Hacker News new | past | comments | ask | show | jobs | submit login

Even if ClosedAI doesn't get government to ban sales of powerful GPUs to the public. Homebrew models will not be of comparable quality in near future. Don't be fooled by how cheap ChatGPT is, it is not profitable.



"Homebrew" Stable Diffusion beat DALL-E 2. There's zero reason this won't repeat for LLMs. All indications are that it will.


Sorry I don't think if you need to wait half an hour to see a result it's the same thing really.

You don't need to worry about deluge of AI content if it can only come from a few crazy people with top of the line hardware spending days iterating on prompts. Especially if really good GPUs start requiring a license.

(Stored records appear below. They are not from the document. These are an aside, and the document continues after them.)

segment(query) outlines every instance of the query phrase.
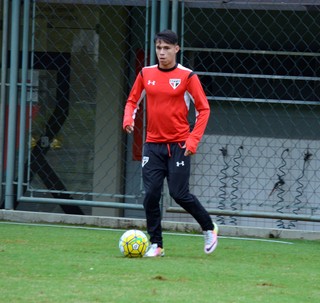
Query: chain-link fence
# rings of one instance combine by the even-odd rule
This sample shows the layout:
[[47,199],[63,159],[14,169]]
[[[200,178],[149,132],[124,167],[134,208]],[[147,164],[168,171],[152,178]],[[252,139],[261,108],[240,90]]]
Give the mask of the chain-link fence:
[[[317,1],[35,1],[30,8],[17,209],[144,217],[144,113],[133,136],[122,131],[122,115],[136,73],[153,60],[153,30],[167,22],[212,109],[193,157],[192,191],[219,224],[319,229]],[[193,220],[166,188],[162,202],[165,219]]]
[[[213,114],[195,157],[195,193],[230,213],[319,214],[319,7],[200,2],[185,9],[183,63],[200,75]],[[282,218],[258,222],[308,228]]]
[[[43,178],[38,173],[30,180],[31,191],[51,179],[44,192],[58,197],[61,190],[68,199],[136,197],[126,194],[121,120],[135,57],[144,50],[145,14],[145,7],[36,4],[39,110],[31,134],[52,174],[40,168]],[[39,163],[34,151],[31,159]]]

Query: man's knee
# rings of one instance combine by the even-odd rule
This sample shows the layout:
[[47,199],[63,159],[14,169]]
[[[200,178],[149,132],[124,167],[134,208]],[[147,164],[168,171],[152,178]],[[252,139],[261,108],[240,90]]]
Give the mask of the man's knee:
[[160,198],[161,198],[161,192],[148,190],[145,192],[143,205],[145,208],[157,205],[159,204]]
[[172,190],[169,192],[171,198],[176,201],[176,203],[178,203],[179,205],[181,203],[183,203],[184,201],[188,201],[190,200],[190,198],[192,199],[190,193],[188,191],[176,191],[176,190]]

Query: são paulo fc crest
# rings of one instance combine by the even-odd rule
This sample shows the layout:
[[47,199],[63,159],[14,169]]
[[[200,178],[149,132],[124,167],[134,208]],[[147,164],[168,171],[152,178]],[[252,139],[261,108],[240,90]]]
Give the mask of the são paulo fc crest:
[[180,85],[181,79],[169,79],[169,83],[173,89],[176,89]]
[[148,161],[149,161],[149,157],[144,156],[142,158],[142,163],[141,163],[142,167],[144,167],[148,163]]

At some point it's just faster to learn to write properly.


We already have publicly-available models that are good enough for spam and scams. When running on CPU they are already faster than most people can type.

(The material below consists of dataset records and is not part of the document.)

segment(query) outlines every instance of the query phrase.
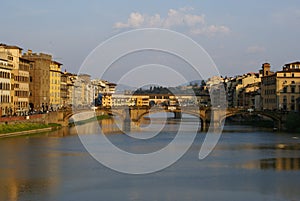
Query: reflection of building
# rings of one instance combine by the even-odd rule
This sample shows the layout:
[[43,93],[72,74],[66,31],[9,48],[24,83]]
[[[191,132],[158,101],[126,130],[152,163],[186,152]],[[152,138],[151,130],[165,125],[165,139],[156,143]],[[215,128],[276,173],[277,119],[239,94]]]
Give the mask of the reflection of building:
[[120,133],[121,129],[115,122],[116,119],[102,119],[99,123],[103,134]]
[[300,170],[300,158],[271,158],[260,161],[261,169]]
[[263,109],[297,111],[300,99],[300,62],[285,64],[281,71],[270,72],[263,65],[261,97]]
[[[62,132],[59,130],[59,133]],[[58,150],[60,145],[56,141],[48,146]],[[52,195],[58,192],[62,182],[63,158],[50,157],[48,150],[39,146],[39,143],[24,143],[24,140],[14,140],[14,143],[2,146],[1,153],[5,153],[1,155],[1,160],[10,164],[10,168],[1,168],[1,201],[45,200],[45,194],[33,195],[32,192]]]

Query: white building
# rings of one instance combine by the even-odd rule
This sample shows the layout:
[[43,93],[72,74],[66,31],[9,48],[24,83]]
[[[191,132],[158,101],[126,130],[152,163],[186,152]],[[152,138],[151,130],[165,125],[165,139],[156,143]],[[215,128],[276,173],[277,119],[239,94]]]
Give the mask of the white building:
[[12,64],[0,58],[0,116],[9,114],[13,107],[10,92],[12,68]]

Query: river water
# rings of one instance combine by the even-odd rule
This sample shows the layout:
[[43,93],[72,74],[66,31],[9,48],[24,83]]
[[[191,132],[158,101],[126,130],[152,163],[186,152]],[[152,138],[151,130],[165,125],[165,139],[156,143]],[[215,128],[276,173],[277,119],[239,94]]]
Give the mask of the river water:
[[[166,146],[176,135],[176,121],[171,121],[150,141],[130,141],[109,121],[101,124],[108,138],[137,153]],[[195,126],[191,122],[182,123],[187,135]],[[94,124],[78,126],[78,135],[89,133]],[[300,200],[299,134],[226,125],[205,159],[198,159],[205,137],[198,133],[180,160],[146,175],[119,173],[101,165],[78,135],[72,127],[1,139],[0,200]]]

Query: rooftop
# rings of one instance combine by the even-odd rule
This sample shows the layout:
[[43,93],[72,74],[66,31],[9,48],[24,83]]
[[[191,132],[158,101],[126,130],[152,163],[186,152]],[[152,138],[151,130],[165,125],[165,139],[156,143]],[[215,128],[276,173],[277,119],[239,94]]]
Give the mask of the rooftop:
[[287,63],[287,64],[285,64],[285,66],[290,66],[290,65],[293,65],[293,64],[300,64],[300,61],[295,61],[295,62],[292,62],[292,63]]
[[15,46],[15,45],[6,45],[4,43],[0,43],[1,47],[4,47],[5,49],[19,49],[19,50],[23,50],[22,48]]

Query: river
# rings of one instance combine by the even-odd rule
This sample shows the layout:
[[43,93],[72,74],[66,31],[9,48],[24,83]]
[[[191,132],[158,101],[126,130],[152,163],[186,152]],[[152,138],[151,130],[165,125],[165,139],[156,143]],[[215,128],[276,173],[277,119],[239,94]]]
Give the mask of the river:
[[[130,141],[103,120],[109,139],[138,153],[166,146],[176,121],[150,141]],[[213,152],[198,159],[205,133],[198,133],[187,153],[173,165],[151,174],[130,175],[96,161],[76,128],[0,140],[0,200],[300,200],[300,135],[249,126],[226,125]],[[157,123],[159,124],[159,123]],[[188,135],[190,121],[183,122]],[[151,131],[150,131],[151,132]]]

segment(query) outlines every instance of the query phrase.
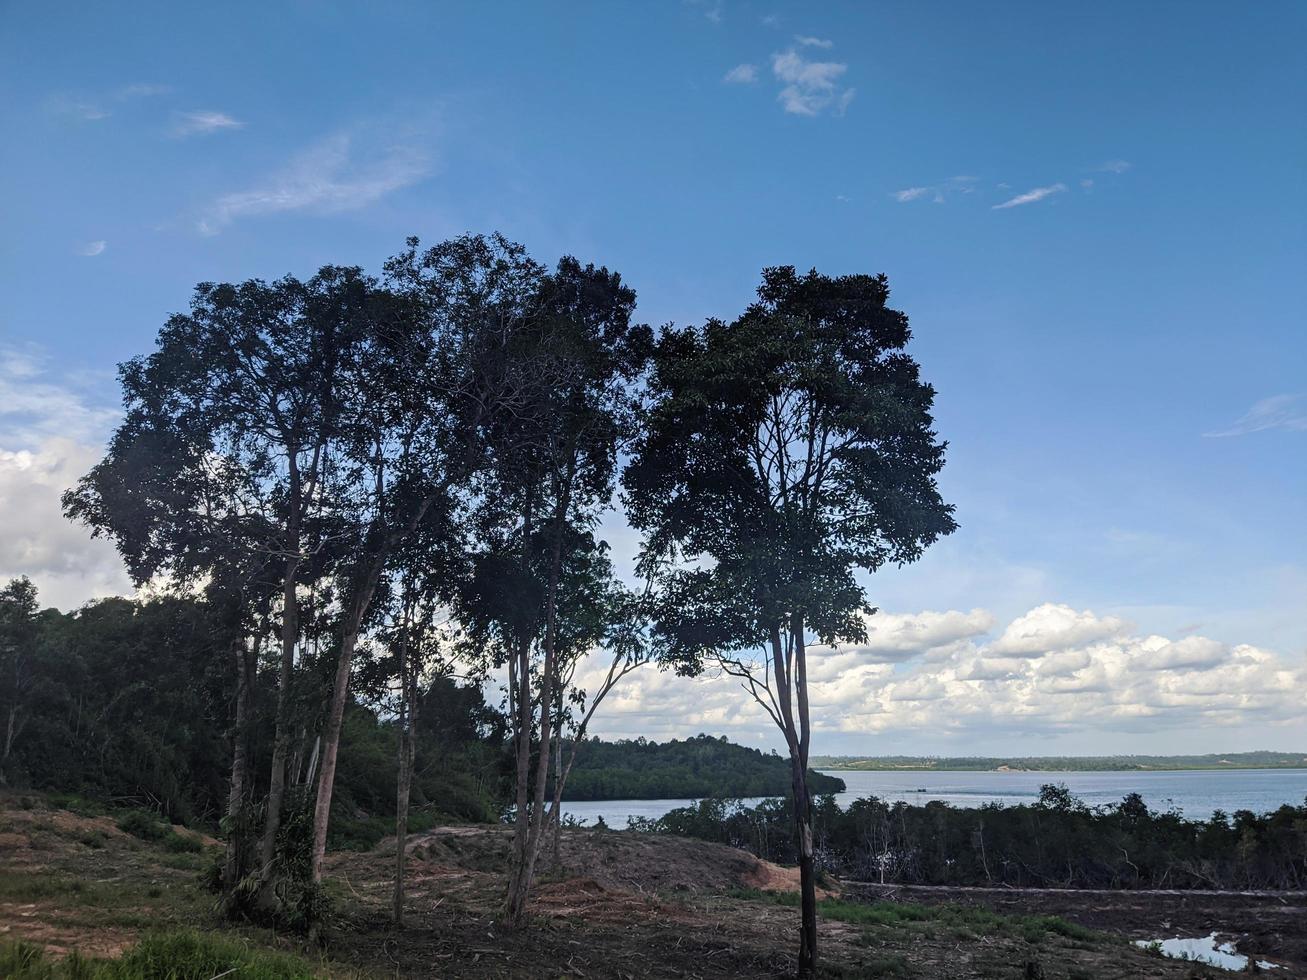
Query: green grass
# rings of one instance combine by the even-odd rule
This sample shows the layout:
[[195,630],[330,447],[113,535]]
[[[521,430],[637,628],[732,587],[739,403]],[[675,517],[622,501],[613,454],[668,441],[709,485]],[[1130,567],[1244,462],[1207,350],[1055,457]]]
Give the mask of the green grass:
[[172,833],[163,821],[144,810],[128,810],[118,818],[118,829],[146,841],[161,841]]
[[[763,892],[754,888],[735,889],[735,898],[765,901],[795,907],[797,892]],[[828,898],[817,904],[820,918],[862,926],[866,943],[875,941],[870,930],[890,929],[902,932],[947,933],[958,939],[978,936],[1009,936],[1028,943],[1040,943],[1049,936],[1061,936],[1077,942],[1098,942],[1102,937],[1092,929],[1068,922],[1055,915],[999,915],[990,909],[972,905],[917,905],[912,902],[848,902]],[[887,974],[888,975],[888,974]]]
[[[98,882],[21,871],[0,871],[0,898],[16,902],[57,898],[78,905],[99,905],[111,901],[113,893]],[[4,974],[0,973],[0,976]]]
[[29,943],[0,945],[0,976],[11,980],[308,980],[325,964],[289,953],[256,949],[236,939],[198,932],[146,936],[118,959],[48,956]]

The cat is out of the bag. While the "AI alignment" jackasses were writing their Terminator fanfiction and wringing their hands about paperclips, they had already destroyed the world wide web as we know it.


Keep in mind the topic, it's not about WWW which can be totally swamped by a handful of dedicated malicious actors with powerful hardware, it's about verifying applicants that they did not cheat.

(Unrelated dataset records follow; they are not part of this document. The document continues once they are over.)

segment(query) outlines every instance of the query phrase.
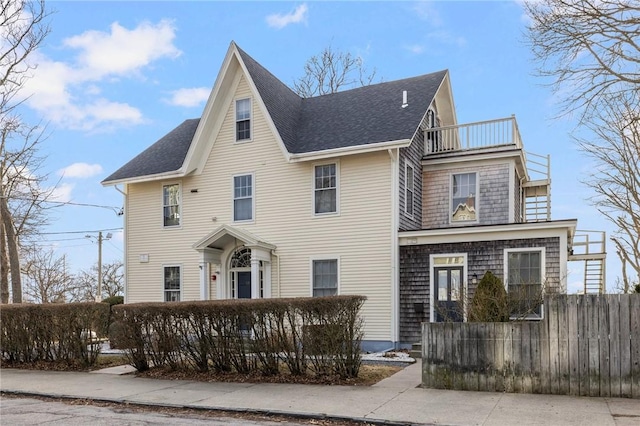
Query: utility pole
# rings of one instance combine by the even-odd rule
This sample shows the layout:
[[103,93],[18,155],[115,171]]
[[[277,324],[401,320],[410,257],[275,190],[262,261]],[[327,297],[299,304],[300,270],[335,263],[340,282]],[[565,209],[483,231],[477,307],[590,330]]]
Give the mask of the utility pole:
[[[91,235],[85,235],[86,238],[95,238]],[[102,242],[111,239],[111,232],[108,232],[104,237],[102,231],[98,231],[98,293],[96,294],[96,302],[102,302]]]
[[102,231],[98,232],[98,293],[96,302],[102,302]]

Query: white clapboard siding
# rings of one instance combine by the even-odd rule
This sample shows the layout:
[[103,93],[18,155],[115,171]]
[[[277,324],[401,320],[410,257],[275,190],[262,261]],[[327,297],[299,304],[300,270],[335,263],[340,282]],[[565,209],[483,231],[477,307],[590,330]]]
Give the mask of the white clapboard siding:
[[[253,99],[252,140],[236,143],[234,101],[243,97]],[[178,181],[180,228],[162,227],[162,185],[173,181],[128,186],[128,302],[162,300],[162,266],[169,264],[182,266],[182,300],[199,299],[200,255],[192,245],[229,224],[277,246],[281,271],[273,257],[273,297],[310,296],[311,258],[339,256],[340,293],[368,297],[363,308],[366,339],[389,340],[394,241],[388,153],[339,158],[340,213],[314,217],[313,167],[318,163],[286,161],[244,78],[214,137],[202,173]],[[234,224],[232,176],[245,173],[254,174],[255,220]],[[143,253],[149,254],[148,263],[140,263]],[[210,288],[215,298],[215,284]]]

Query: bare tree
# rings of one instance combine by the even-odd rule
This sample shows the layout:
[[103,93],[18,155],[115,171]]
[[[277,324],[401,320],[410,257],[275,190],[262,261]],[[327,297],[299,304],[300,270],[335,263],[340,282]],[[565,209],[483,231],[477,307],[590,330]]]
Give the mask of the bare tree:
[[[20,195],[29,195],[34,184],[37,164],[35,152],[41,140],[41,130],[25,125],[16,114],[20,105],[17,98],[30,77],[33,66],[28,57],[38,48],[49,33],[44,0],[0,0],[0,221],[3,238],[0,239],[0,301],[5,302],[11,275],[11,293],[14,303],[22,302],[22,279],[20,276],[20,235],[30,220],[41,211],[44,193],[26,200]],[[31,162],[29,162],[31,161]],[[36,179],[37,180],[37,179]],[[42,181],[42,179],[40,180]],[[25,204],[24,201],[27,203]],[[16,210],[17,209],[17,210]],[[32,223],[32,222],[31,222]]]
[[603,94],[640,86],[637,0],[531,0],[527,40],[538,72],[551,77],[563,111],[598,108]]
[[579,143],[598,165],[585,183],[593,204],[617,226],[611,240],[622,262],[622,288],[640,278],[640,93],[629,90],[601,102],[585,125],[595,137]]
[[[71,300],[93,302],[98,292],[98,265],[81,270],[74,278],[75,288]],[[102,265],[102,295],[100,299],[124,294],[124,265],[116,260]]]
[[26,250],[23,272],[27,299],[35,303],[63,303],[67,301],[73,282],[66,270],[64,256],[56,257],[53,250]]
[[586,131],[574,137],[596,162],[585,183],[617,227],[612,241],[629,289],[640,275],[640,2],[532,0],[524,7],[538,73],[552,78],[562,112],[578,113]]
[[376,76],[369,73],[362,58],[350,52],[326,47],[304,65],[304,76],[293,82],[293,90],[303,98],[338,92],[342,88],[367,86]]

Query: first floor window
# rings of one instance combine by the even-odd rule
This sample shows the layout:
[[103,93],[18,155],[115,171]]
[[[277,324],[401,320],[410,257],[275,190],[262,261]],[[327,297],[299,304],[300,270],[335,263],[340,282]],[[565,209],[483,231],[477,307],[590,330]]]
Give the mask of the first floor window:
[[164,226],[180,225],[180,185],[164,185],[162,187],[162,204]]
[[315,214],[338,211],[338,171],[336,163],[315,166]]
[[543,253],[507,252],[507,292],[512,318],[541,318]]
[[164,267],[164,301],[180,301],[180,267]]
[[253,176],[233,177],[233,220],[253,220]]
[[313,296],[338,294],[338,259],[313,261]]
[[475,173],[451,175],[451,221],[475,221],[477,212]]

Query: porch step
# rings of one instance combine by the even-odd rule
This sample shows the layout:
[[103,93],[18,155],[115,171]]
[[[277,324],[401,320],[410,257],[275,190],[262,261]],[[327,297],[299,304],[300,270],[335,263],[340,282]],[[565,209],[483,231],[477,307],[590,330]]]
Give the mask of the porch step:
[[414,359],[422,359],[422,343],[413,343],[409,356]]

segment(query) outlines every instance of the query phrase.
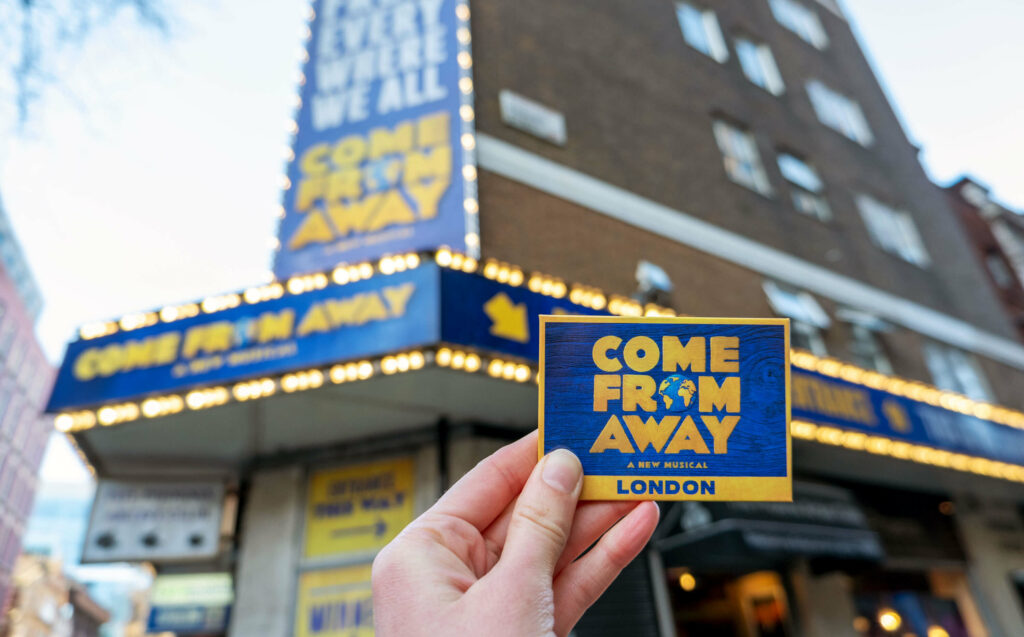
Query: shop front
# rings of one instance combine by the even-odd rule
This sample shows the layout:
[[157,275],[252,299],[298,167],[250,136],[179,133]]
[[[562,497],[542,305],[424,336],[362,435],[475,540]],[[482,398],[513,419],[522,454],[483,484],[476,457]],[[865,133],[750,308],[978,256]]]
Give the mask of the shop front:
[[661,634],[1024,634],[1017,413],[792,365],[794,502],[671,505],[648,556]]
[[[609,312],[669,313],[409,253],[92,328],[51,410],[104,482],[222,486],[215,555],[154,562],[233,573],[229,635],[368,633],[377,550],[536,426],[537,317]],[[792,376],[795,502],[665,506],[577,634],[1024,634],[994,513],[1024,415],[804,352]]]

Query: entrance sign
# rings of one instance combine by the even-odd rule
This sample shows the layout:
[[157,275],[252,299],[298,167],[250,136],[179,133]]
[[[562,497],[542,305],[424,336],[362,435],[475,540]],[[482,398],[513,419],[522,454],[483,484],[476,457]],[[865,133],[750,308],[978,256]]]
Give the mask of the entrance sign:
[[149,597],[149,633],[179,635],[227,630],[234,587],[231,573],[158,575]]
[[1017,427],[806,369],[793,370],[793,415],[942,452],[1024,465],[1024,431]]
[[469,6],[317,0],[274,274],[477,256]]
[[582,499],[792,499],[788,320],[540,320],[539,450]]
[[295,637],[373,637],[370,564],[299,576]]
[[214,557],[223,502],[220,482],[102,480],[93,500],[82,562]]
[[411,458],[314,473],[306,503],[307,558],[372,553],[412,522]]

These models you talk about are either not good or unbearably slow, the output of a model that today runs "as fast as you can type" on average hardware will never be reliably mistaken for the real thing. If you try to cheat with it it would be more likely to fail you than if you spend $20 on a human freelancer to write stuff

The only factor that breaks this today is cheap availability of chatgpt and such. They are reasonably high quality but unprofitable to run, they are subsidized to hook public up so that later MS can safely jack up prices (ideally after getting an exclusive AI license from the government).


You could have said the same things about image generation 18 months ago.


I could, and actually I did, and if I did not then I will now, say the same things about image generation today. Unless you know something I don't know or have top of the line hardware, general purpose image generation with homegrown models is either unbearably slow or poor quality.


You can run Stable Diffusion on an iPhone 11 and it completes in under a minute or two. Running on CPU generally takes around 5 minutes. My almost top of the line macbook runs a batch of four in around 30 seconds on Metal, and I'm sure it's much faster with a mid-range GPU considering how unoptimized Metal is with Torch. And yes, you can go take a look around reddit and 4chan, the vast majority of those aren't dreambooth/MJ/remote models.

That's not even taking into account local LoRAs and scripts that are possible instead of some company's untweakable crap. The open source around this is healthy, has pushed past DALL-E, and there's no real roadblock to Open Source LLMs except of course, the training cost. Even still, people are getting $200k+ models in their hands for free from various training runs and donated computing and LoRAing them and fine tuning them all to make them comparable to the closed off remote models.

Any "cryptographic" scheme with the generations of these will just catch the lazy. The lazy already include the confabulated sources in their papers, and don't try to normalize the Error Level Analysis in generated images (probably the quickest way to determine whether an image is generated), so I don't think it's actually a net benefit. It's a cat and mouse game, and will push the mice further into the walls.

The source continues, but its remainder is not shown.